The West Bend Clear Air Popcorn Machine is one of the quietest and most stylish poppers we’ve tested. The compact design and low noise output make it a nice addition to smaller kitchens or apartments. The only two issues we experienced with the appliance are easily avoided.
West Bend is well known for kitchen appliances, offering everything from coffee makers to slow cookers. The company currently offers a total of 8 popcorn poppers for sale, including oil, hot air, and “theater style” devices. The West Bend Air Crazy Hot Air Popcorn Popper (82418) is inexpensive and widely available, so how does it compare?
The Air Crazy is a compact unit, intended to be stored out of the way when not in use, and the retractable power cord helps. The power switch is another nice feature, which more expensive units often lack. A measuring cup in the top chute doubles as a butter warmer. The top chute and measuring cup are both dishwasher-safe.
Hot air poppers use a heating element and fan to heat warm air, and blow it up through the kernels. Once popped, the corn should push out through the chute into a waiting bowl. West Bend recommends a 4QT bowl to hold the 16 cups of popped corn.
For our test, we filled the measuring cup all the way (1/2 cup of kernels), plugged in the popper, and turned it on. Our bowl was filled and the popper finished in just under 3 minutes, a bit slower than other similar units (2-2 1/2 minutes is normal). There were a few more unpopped kernels in the bowl than average, but not a significant amount.
West Bend provides an instruction manual for the use and cleaning of the popper, and a one-year warranty. We did not try melting butter in the measuring cup, but the directions do recommend starting with softened butter.
The power switch is a nice feature, and made the popper much easier for the kids in our family to use. The retractable power cord helped with stowage.
The West Bend Air Crazy Hot Air Popcorn Popper is quieter and more compact than most competitors.

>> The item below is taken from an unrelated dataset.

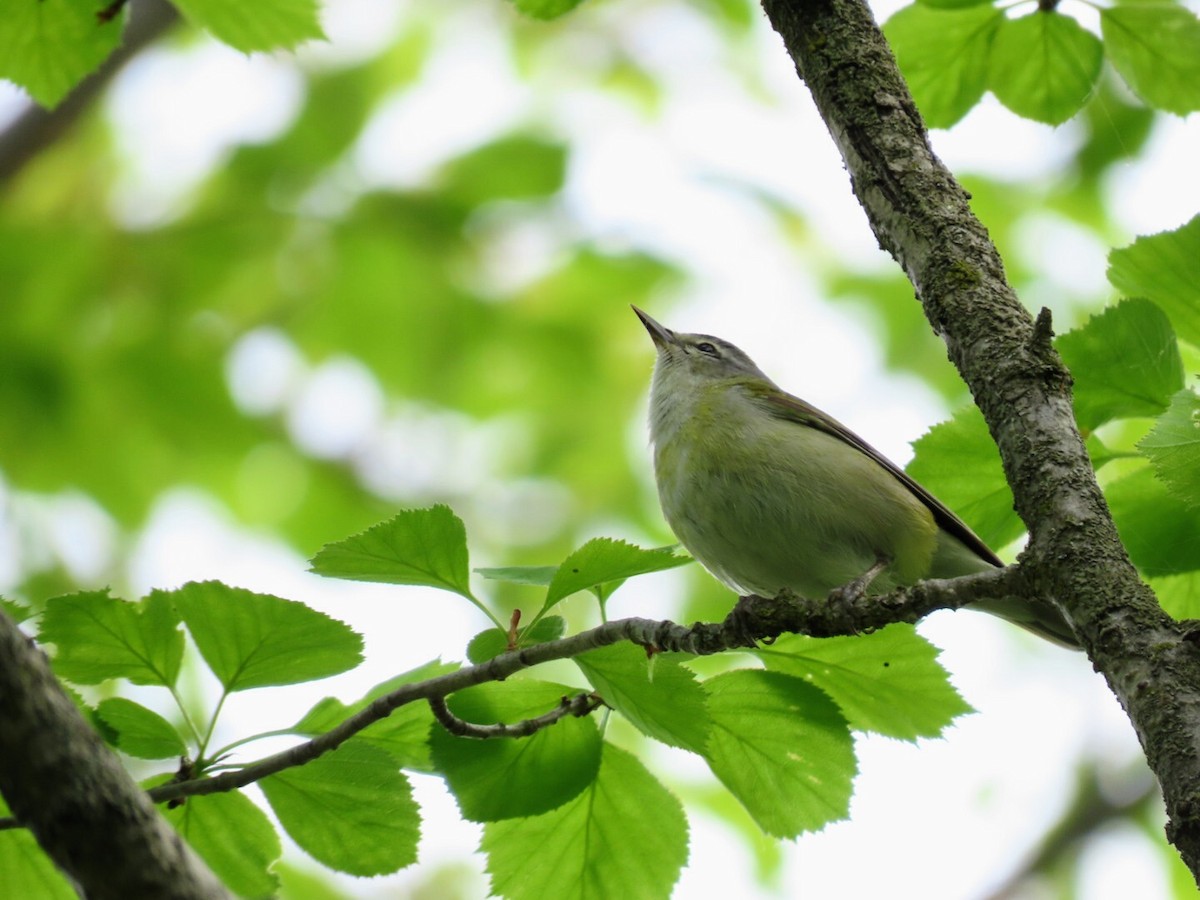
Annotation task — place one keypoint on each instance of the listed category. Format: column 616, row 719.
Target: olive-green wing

It does take a little longer to pop a 1/2 cup of kernels than other similar units, but offers several convenience features not normally found in this price range.
Presto is one of the biggest names in popcorn poppers, and the Presto PopLite Hot Air Popper (04860) is one of the most popular. But how does it perform? Will it work for you?

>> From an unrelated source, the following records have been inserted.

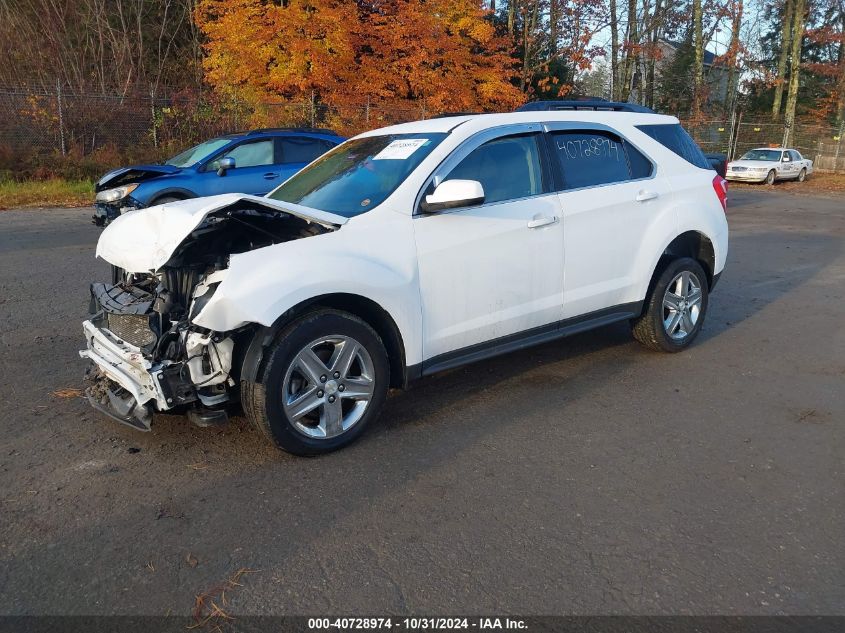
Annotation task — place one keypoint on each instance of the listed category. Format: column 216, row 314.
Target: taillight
column 720, row 186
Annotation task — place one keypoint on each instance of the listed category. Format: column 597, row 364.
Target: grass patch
column 55, row 192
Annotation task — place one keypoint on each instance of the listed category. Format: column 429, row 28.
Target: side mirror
column 227, row 162
column 452, row 194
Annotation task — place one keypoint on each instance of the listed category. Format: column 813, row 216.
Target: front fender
column 261, row 285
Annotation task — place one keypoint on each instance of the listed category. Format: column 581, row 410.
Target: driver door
column 254, row 172
column 495, row 269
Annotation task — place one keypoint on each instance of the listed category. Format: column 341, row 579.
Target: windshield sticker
column 400, row 149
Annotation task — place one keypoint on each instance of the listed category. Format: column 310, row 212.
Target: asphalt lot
column 584, row 476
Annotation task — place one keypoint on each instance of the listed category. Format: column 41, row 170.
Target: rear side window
column 676, row 139
column 252, row 154
column 508, row 168
column 302, row 150
column 588, row 158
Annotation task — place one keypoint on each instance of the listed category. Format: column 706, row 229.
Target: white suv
column 403, row 252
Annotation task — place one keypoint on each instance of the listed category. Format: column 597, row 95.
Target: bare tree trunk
column 629, row 64
column 614, row 51
column 654, row 26
column 794, row 70
column 785, row 44
column 698, row 69
column 733, row 52
column 840, row 110
column 511, row 16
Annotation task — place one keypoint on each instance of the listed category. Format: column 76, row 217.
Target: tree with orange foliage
column 430, row 55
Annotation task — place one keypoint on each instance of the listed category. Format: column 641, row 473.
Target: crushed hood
column 144, row 240
column 136, row 173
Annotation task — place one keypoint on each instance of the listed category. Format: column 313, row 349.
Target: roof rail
column 609, row 106
column 310, row 130
column 444, row 115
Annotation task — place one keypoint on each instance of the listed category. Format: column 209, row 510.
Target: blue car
column 253, row 162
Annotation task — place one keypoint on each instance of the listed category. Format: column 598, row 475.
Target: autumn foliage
column 426, row 55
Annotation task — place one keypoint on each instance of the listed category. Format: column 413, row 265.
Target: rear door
column 495, row 269
column 610, row 195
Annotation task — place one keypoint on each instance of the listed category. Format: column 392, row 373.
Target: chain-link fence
column 823, row 144
column 42, row 133
column 55, row 132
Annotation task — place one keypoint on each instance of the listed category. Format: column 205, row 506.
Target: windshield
column 762, row 154
column 196, row 154
column 358, row 175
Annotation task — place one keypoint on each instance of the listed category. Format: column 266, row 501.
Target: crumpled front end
column 147, row 352
column 145, row 358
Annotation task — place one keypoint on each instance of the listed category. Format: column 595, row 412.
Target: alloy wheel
column 682, row 305
column 328, row 386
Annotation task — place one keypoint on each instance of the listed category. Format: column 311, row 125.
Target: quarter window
column 589, row 158
column 508, row 168
column 675, row 138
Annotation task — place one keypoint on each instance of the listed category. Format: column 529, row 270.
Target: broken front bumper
column 141, row 385
column 105, row 212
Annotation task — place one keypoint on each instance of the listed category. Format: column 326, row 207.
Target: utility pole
column 61, row 116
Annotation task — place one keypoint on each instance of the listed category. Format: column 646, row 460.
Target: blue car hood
column 135, row 173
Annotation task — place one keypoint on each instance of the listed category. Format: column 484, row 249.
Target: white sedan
column 768, row 165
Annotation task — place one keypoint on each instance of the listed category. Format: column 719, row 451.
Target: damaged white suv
column 402, row 252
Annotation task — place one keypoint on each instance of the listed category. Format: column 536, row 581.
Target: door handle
column 537, row 221
column 644, row 195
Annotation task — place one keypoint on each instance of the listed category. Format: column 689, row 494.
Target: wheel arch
column 365, row 309
column 691, row 243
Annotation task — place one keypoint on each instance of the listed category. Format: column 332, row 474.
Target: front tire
column 675, row 308
column 325, row 380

The PopLite is a basic air-popper, with a measuring cup in the top chute which doubles as a butter warmer. The chute and measuring cup are not dishwasher-safe.

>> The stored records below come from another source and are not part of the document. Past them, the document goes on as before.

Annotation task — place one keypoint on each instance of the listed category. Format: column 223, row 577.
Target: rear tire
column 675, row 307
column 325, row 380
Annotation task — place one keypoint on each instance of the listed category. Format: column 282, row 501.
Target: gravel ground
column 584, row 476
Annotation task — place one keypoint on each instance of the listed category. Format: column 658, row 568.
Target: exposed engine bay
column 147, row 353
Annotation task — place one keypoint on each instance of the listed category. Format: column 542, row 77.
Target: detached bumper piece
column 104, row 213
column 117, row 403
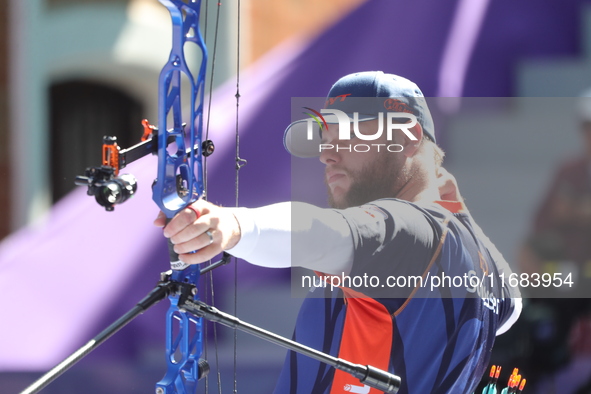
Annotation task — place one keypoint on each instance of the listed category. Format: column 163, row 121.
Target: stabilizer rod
column 157, row 294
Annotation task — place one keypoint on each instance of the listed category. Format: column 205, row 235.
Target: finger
column 203, row 240
column 202, row 255
column 184, row 218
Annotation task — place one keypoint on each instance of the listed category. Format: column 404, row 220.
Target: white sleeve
column 294, row 234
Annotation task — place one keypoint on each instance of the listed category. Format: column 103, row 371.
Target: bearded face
column 356, row 178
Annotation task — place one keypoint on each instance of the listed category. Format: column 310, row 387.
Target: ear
column 411, row 147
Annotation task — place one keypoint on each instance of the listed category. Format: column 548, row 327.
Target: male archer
column 397, row 218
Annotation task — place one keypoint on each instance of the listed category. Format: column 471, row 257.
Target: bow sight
column 104, row 182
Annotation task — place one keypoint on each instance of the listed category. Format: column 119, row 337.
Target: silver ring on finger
column 210, row 236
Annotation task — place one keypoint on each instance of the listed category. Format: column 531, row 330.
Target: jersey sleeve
column 391, row 239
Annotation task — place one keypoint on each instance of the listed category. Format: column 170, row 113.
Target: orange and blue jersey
column 436, row 332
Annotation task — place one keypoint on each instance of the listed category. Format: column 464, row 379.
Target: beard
column 383, row 178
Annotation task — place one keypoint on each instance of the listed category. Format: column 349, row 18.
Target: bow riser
column 179, row 183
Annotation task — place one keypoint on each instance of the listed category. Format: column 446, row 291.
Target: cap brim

Hot air poppers heat popcorn kernels from below, with an updraft airflow which pushes the popped corn out the chute and into your waiting bowl. Occasionally, an unpopped kernel will bounce out with the popped corn. We found that this happened much less with the Presto PopLite than with other similar poppers. In our tests, the PopLite came very close to the manufacturer’s claimed 18 cup output, and left very few unpopped kernels.
No oil is needed in the cooking process, and for that reason, some people find air popped corn to be dry. This is easily addressed by drizzling melted butter or spritzing olive oil or other light oil-based topping after the popping is complete. The PopLite can even help, as the kernel measuring cup on the top of the chute serves double-duty by melting butter if you don’t mind the additional cleanup.
In our testing, the PopLite turned 1/2 cup of kernels into popcorn in approximately 2 minutes and 30 seconds. This in on par with the best air poppers, as fast microwave popcorn, and twice as fast as oil-based poppers.
The PopLite is slightly louder than average for an air popper.
Presto provides a manual on the use and cleaning for the popper, and a one-year warranty. There is a cup on the top of the chute for measuring a 1/2 cup of kernels and melting butter if desired.
The Presto PopLite does not have a power switch, so starting and stopping the process requires plugging and unplugging the power cord from the wall. This is inconvenient, and could be a concern for those with children who may use the appliance.
The Presto PopLite Hot Air Popper is a no-frills performer that efficiently makes excellent popcorn. There are almost no unpopped kernels left, and very little cleanup required when the PopLite is finished.